Component 3: Regression to the Mean
When employees form noisy beliefs about their colleagues, the pool of employees is likely to exhibit regression to the mean. On average, employees with extreme forecasts will realize less extreme received help. This effect is a fundamental property of chance models in which variables are subject to random variation (Denrell et al., 2015). Mathematically, if X is a random variable representing beliefs about help and Y is a random variable representing received help, then the expected difference E[Y−X] is negative if we only observe Y when X is large. The intuition for this effect comes by considering forecasts versus received help as two different tests. Naturally, some employees will form very high (low) assessments relative to others. If we select some subset of employees on this first test and then observe scores on a second test (received help), the scores on the second will regress not toward assessments but toward the mean levels of help across the entire group. Such a phenomenon can be witnessed in many domains, including medicine, sports, and business (Bland & Altman, 1994). Denrell et al. (2019) show that regression to the mean in employee performance will occur whenever performance is due to both skill and luck (noise). Denrell and Liu (2012) discuss the conditions under which regression to the mean becomes disproportionately greater for extreme compared to moderate forecasters. Regression to the mean is also observed in studies of wealth (Levy & Levy, 2003), stock market returns (Blattberg & Gonedes, 1974), number of citations (Baum, 2011; Radicchi et al., 2008) and firm size (Coad, 2009). We suggest that the help employees receive after forming noisy assessments of potential exhibits regression toward the mean.

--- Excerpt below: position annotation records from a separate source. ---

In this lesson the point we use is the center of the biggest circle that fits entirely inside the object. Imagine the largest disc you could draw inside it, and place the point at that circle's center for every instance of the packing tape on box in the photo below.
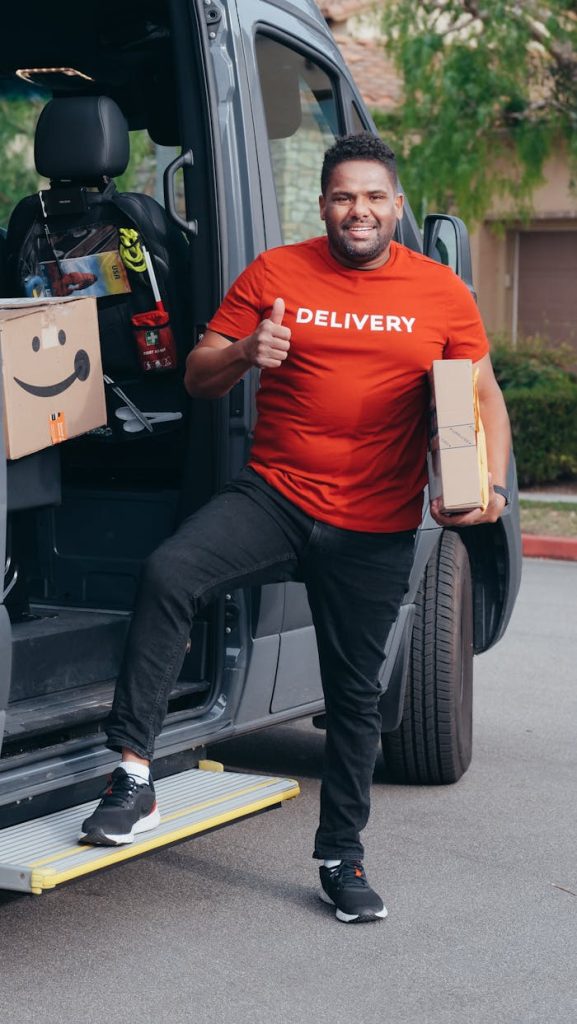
(481, 444)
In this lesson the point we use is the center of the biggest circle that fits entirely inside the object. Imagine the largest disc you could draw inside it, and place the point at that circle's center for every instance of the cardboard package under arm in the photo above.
(457, 459)
(51, 372)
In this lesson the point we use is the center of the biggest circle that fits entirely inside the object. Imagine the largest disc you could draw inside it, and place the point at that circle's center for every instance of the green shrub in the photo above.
(544, 431)
(541, 397)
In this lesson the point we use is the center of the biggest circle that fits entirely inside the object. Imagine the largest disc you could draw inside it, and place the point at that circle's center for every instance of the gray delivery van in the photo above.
(227, 108)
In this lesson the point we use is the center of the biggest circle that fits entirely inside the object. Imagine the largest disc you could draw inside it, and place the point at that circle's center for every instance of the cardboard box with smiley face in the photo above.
(51, 372)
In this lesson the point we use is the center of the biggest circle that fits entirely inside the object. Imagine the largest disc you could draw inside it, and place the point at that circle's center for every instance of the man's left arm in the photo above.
(497, 431)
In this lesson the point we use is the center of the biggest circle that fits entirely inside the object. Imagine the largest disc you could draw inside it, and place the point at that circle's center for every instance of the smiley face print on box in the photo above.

Component 4: Self-Selection
The last component is self-selection: a favorable assessment yields a greater likelihood of requesting help. Several areas of research suggest that one's assessment of possible help predicts whether he or she requests it. van der Rijt et al. (2013) find that awareness of a target's expertise and accessibility are positively associated with the likelihood of seeking help from that individual. Similar results are observed among middle-school students (Ryan & Pintrich, 1997), college and graduate students (Cramer, 1999; Dearing et al., 2005; Hammer & Vogel, 2013; Hütter & Ache, 2016), and among CEO's asking for advice from executives at other organizations (Vestal & Guidice, 2019). That said, not all who consider asking for help actually do. Even if an employee renders a forecast, he or she may not subsequently call upon others. People often withhold asking for help despite being aware of its potential (Black, 2016; Bohns & Flynn, 2010; Dixon, 2004; Organ et al., 2016; Tugend, 2007). An alternative way to describe this scenario—employees using assessments to determine whether to ask for help—is that employees make “enter” or “exit” decisions, similar to entrepreneurs making noisy assessments of demand to decide whether they should enter a market (Hogarth & Karelaia, 2012). When employee assessments of help potential are favorable, they decide to “enter” in the sense that they send a request, whereas those with unfavorable assessments withhold from action.
Figures 1 and 2 convey the theory visually. Figure 1 is the familiar contingency diagram representing false alarms and misses due to selection. When employees have favorable assessments of help potential, they are likely to send a request. Of those who send a request, some will experience help that meets their expectations; others will experience help that does not meet their expectations. Those that receive help lower than forecasted are deemed false positives. The other end of the continuum contains employees with unfavorable assessments. These employees are therefore likely to withhold help requests. This group contains both employees who rightfully opt not to request help and those who withhold but would have received help greater than anticipated (missed opportunities).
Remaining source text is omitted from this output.